Sunday 5 August 2012

Ice cream brings people together

I don't call myself a child psychologist, but I do know that something's wrong when a child thinks that he's a dog.

This particular family yielded a  3 year old child who came in on his hands and knees. He was jumping around on the floor, barking, while his parents ordered. Another woman, perhaps his aunt, stood off to the side with a look of exasperation.

His mother turned around to yell at him after every few words, with the words "Get up, you are not a dog!"

The aunt stepped forward to explain, "He's an only child with three pet dogs at home. He expects to be pet when we get home, and has trouble walking like a normal person."

I nodded with understanding, and continued with the order.

Little more than 10 minutes later, the family was sitting at a table in the corner of the shop.

Another family, made up of a thin British man, sitting with his wife and sister, was also entertaining a boy about the same age as dog-child. He threw his soother up to the ceiling and back again, and rubbed his grimy hands on the already dirty door.

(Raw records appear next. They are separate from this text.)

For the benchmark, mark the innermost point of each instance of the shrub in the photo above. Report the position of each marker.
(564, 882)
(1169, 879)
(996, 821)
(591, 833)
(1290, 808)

Once he had grown tired of throwing his soother, he ran forward to the other end of the shop. His eyes settled on the boy about his same age, sitting on the chair alone. The boy had been yelled at for acting like a dog to such a degree that he was sitting quietly (like a human) with tears running down his cheeks. Seeing his distress, the second little boy approached with caution. With an adorable awkwardness, he placed his chubby arms around the shoulder vicinity of the dog child, and walked his body closer. They hugged for several seconds before the British man called his child back (as if he wanted both children to be dogs). The little boy ran toward his father, and the 5 of them leaving together.

I stood at the counter for a time after he was gone, coming to the simple conclusion that ice cream brings people together. It warms my heart.